Fishs Eddy co-owner Julie Gaines has said she no plans to stop selling the pattern, and well she shouldn’t. The pattern has been for sale since before the 9/11 attacks, unlike this hoodie and this tote bag and this keychain. But those products are being sold in the appropriate place by the appropriate corporate entities, apparently. But the exact same product sold anywhere else in the city, even by the creator of that product, is considered “improper third-party commercial use.” It defies sense.
The Port Authority of New York is an interstate “joint venture” that does not collect tax or receive funding from either state; its facilities (which include everything from JFK to the Port Authority Bus Terminal to the World Trade Center PATH station) depend financially on “revenues generated by facility users”—also known as 9/11 Memorial Museum admission—as well as tolls, fees and rents. The Port Authority owns the current site of the 9/11 Memorial Museum (and gift shop), formerly the site of the Twin Towers. But it purports also to own any and all representations of the Twin Towers and One World Trade Center, for the exclusive use and production by and for the Port Authority and its properties.

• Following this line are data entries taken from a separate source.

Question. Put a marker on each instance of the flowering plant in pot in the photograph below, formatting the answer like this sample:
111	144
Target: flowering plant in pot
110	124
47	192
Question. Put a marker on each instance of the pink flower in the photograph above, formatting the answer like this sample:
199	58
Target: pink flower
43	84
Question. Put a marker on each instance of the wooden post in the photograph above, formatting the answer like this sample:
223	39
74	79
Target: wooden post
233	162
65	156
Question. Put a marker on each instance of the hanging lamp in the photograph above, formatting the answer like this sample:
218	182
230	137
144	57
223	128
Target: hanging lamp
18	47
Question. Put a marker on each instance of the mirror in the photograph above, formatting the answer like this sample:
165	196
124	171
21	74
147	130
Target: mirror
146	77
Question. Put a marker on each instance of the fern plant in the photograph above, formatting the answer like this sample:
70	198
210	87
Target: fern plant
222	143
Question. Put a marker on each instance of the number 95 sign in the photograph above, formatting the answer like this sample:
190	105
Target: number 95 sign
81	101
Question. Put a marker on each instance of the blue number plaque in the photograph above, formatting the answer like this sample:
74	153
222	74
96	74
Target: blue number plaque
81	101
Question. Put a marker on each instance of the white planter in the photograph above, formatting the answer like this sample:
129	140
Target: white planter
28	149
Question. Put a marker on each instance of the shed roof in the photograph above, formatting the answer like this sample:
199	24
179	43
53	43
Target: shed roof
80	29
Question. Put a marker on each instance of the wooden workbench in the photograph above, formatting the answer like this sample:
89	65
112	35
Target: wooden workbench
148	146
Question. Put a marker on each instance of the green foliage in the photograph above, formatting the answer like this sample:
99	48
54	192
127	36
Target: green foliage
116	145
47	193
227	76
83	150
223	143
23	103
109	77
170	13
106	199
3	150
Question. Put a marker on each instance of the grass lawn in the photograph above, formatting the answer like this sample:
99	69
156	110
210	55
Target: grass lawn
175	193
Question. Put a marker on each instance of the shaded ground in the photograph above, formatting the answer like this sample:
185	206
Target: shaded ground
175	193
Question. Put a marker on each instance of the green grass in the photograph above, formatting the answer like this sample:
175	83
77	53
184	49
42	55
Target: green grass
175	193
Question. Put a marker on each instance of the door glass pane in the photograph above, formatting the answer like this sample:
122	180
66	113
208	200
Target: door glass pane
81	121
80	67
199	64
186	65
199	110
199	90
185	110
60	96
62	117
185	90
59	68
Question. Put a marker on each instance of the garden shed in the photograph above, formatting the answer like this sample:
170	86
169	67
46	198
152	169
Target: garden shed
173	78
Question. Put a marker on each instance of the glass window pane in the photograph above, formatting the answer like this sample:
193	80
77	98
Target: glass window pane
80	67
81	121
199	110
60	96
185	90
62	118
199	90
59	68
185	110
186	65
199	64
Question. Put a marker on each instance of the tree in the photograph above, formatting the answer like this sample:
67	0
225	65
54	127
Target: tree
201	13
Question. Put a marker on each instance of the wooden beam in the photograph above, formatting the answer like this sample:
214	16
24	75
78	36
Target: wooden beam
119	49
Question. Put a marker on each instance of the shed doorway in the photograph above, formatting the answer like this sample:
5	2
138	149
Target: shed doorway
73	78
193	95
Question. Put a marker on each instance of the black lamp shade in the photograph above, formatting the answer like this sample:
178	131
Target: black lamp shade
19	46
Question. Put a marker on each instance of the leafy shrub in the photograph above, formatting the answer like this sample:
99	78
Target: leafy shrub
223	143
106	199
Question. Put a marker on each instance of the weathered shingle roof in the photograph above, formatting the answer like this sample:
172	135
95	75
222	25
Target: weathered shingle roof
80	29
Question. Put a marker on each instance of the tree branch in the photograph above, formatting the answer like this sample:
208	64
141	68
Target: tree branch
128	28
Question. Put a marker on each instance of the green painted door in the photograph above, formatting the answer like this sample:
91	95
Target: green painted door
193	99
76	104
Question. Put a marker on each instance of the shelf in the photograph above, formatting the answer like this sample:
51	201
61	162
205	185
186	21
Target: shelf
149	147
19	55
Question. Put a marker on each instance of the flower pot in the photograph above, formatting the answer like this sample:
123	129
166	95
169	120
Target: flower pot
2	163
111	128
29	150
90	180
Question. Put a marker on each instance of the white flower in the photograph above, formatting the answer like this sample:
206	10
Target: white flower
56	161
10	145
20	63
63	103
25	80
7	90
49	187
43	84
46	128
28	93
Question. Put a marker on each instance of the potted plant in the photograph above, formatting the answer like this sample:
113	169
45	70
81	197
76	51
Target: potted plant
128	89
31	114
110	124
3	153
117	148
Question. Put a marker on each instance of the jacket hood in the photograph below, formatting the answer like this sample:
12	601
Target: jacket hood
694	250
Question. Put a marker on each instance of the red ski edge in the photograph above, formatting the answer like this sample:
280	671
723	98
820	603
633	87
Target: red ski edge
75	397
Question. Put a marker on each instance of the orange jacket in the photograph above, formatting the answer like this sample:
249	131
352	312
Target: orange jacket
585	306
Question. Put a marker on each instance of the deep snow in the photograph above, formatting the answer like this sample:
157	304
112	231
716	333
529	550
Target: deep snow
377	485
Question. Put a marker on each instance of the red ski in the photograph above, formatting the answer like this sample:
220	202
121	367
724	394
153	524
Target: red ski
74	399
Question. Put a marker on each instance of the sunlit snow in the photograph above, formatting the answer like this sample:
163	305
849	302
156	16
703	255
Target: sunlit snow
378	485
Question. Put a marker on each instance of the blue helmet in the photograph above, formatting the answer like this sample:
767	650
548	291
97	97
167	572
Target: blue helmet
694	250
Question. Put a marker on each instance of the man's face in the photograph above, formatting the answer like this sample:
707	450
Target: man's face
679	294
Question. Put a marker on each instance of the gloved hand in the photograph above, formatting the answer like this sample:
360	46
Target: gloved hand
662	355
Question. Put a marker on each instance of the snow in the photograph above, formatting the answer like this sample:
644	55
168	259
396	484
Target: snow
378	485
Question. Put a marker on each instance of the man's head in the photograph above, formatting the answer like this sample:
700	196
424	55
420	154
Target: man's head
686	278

This is a ridiculous notion, and one that would deny victims’ families, New Yorkers, and Americans around the country access to something that is not piece of intellectual property—not a logo, not a registered trademark—but the drawn likeness of a national symbol, and one that doesn’t cost $24 admission. The Twin Towers are a piece of history, history that belongs to the people who mourned their violent loss, and now hope to remember them, even if only on a $12 coffee mug.
What is it to the Port Authority anyway if someone makes or sells or buys an image of the Twin Towers? New York City landlords may be nuts, but this presumption is beyond the pale. In the words of Julie Gaines, “It’s just really insane.”